For point $x$ and subspace $L$ denote:

• $p$: the projection of $x$ on $L$
• $h$: orthogonal complement
• $x=p+h$, $\langle p,h\rangle=0$,

#### Proposition¶

$\|x\|^2 = \|p\|^2 + \|h\|^2$

For training set $x_{1},x_{2},...x_{N}$ and subspace $L$ we can find:

• projections: $p_{1},p_{2},...p_{N}$
• orthogonal complements: $h_{1},h_{2},...h_{N}$.
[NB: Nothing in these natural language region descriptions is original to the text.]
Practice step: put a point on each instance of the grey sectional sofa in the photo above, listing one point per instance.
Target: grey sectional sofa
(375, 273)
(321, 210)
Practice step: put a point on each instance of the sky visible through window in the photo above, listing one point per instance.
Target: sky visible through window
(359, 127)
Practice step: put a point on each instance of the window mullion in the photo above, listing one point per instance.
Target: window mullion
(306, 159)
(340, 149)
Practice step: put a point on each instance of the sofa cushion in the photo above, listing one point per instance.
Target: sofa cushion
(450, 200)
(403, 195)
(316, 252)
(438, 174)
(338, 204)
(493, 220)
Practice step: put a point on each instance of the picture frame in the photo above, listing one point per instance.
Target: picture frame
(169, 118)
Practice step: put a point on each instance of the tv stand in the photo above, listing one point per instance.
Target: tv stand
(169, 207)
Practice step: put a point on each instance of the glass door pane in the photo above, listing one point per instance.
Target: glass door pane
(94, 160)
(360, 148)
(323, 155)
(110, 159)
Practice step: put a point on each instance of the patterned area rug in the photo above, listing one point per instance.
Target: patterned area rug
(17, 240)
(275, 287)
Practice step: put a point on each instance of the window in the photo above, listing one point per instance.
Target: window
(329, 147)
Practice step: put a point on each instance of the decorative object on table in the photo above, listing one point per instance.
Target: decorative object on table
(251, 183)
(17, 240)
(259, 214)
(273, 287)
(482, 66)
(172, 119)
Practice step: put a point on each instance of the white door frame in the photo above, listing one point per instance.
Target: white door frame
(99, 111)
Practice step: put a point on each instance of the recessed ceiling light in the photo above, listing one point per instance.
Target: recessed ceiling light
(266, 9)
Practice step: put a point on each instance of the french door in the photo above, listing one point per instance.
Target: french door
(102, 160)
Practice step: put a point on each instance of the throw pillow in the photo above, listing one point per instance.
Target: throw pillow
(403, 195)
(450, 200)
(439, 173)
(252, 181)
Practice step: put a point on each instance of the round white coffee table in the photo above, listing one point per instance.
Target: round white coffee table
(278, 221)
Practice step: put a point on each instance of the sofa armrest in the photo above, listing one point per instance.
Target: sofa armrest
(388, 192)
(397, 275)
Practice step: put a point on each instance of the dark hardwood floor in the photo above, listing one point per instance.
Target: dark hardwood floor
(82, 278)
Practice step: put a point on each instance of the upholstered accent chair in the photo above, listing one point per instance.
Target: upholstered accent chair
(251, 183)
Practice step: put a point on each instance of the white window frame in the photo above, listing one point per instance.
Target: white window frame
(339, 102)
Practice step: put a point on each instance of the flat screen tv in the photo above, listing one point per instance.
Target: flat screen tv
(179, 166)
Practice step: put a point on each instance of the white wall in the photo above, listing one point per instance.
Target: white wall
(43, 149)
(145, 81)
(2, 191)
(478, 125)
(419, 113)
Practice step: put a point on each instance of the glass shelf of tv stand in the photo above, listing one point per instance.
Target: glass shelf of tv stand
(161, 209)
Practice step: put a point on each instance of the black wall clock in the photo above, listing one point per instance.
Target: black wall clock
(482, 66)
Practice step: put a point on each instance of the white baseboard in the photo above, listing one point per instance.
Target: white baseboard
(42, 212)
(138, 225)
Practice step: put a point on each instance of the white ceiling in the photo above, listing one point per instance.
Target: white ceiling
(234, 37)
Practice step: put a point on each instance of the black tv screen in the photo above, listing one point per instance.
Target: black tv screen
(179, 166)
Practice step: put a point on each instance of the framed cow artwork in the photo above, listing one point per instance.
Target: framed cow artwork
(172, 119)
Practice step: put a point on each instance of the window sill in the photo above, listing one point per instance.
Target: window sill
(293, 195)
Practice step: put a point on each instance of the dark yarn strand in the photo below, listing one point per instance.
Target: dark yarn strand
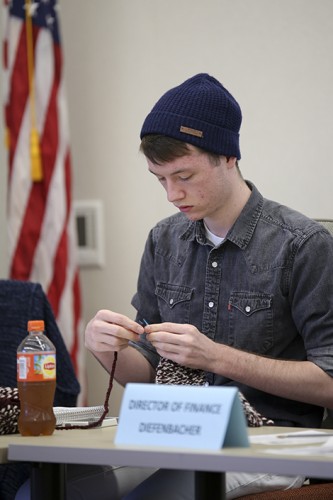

## Example: line of best fit¶

• In PCA the sum of squared perpendicular distances to line is minimized:

## Best subspace fit¶

#### Definition¶

Best-fit $k$-dimentional subspace for a set of points $x_1 \dots x_N$ is a subspace, spanned by $k$ vectors $a_1$, $a_2$, $\dots$, $a_k$, solving

$$\sum_{n=1}^N \| h_n \| ^2 \rightarrow \min\limits_{a_1, a_2,\dots,a_k}$$

or

$$\sum_{n=1}^N \| p_n \| ^2 \rightarrow \max\limits_{a_1, a_2,\dots,a_k}$$

## Definition of PCA¶

Principal components $a_1, a_2, \dots, a_k$ are vectors, forming orthonormal basis in the k-dimentional subspace of best fit

#### Properties¶

• Not invariant to translation:
• center data before PCA: $$x\leftarrow x-\mu\text{ where }\mu=\frac{1}{N}\sum_{n=1}^{N}x_{n}$$
• Not invariant to scaling:
• scale features to have unit variance before PCA

# Construction of PCA¶

## Construction of PCA¶

• Datapoints in $X$ assumed to be centralized and scaled (!)
• Principal components $a_{1},a_{2},...a_{D}\in\mathbb{R}^{D}$ are found such that $\langle a_{i},a_{j}\rangle=\begin{cases} 1, & i=j\\ 0 & i\ne j \end{cases}$
• $Xa_{i}$ is a vector of projections of all objects onto the $i$-th principal component.
• For any object $x$ its projections onto principal components are equal to: $$p=A^{T}x=[\langle a_{1},x\rangle,...\langle a_{D},x\rangle]^{T}$$ where $A=[a_{1};a_{2};...a_{D}]\in\mathbb{R}^{DxD}$.

## Construction of PCA¶

1. $a_{1}$ is selected to maximize $\left\lVert Xa_{1}\right\rVert$ subject to $\langle a_{1},a_{1}\rangle=1$
2. $a_{2}$ is selected to maximize $\left\lVert Xa_{2}\right\rVert$ subject to $\langle a_{2},a_{2}\rangle=1$, $\langle a_{2},a_{1}\rangle=0$
3. $a_{3}$ is selected to maximize $\left\lVert Xa_{3}\right\rVert$ subject to $\langle a_{3},a_{3}\rangle=1$, $\langle a_{3},a_{1}\rangle=\langle a_{3},a_{2}\rangle=0$

etc.

## PCA summary¶

• Dimensionality reduction - common preprocessing step for efficiency and numerical stability.
• Solution vectors $a_1,\dots,a_k$ are called top $k$ principal components.
• Principal component analysis - expression of $x$ in terms of first $k$ principal components.
• It is unsupervised linear dimensionality reduction.
• Solution is achieved on top $k$ eigenvectors $a_{1},...a_{k}$ of covariance matrix.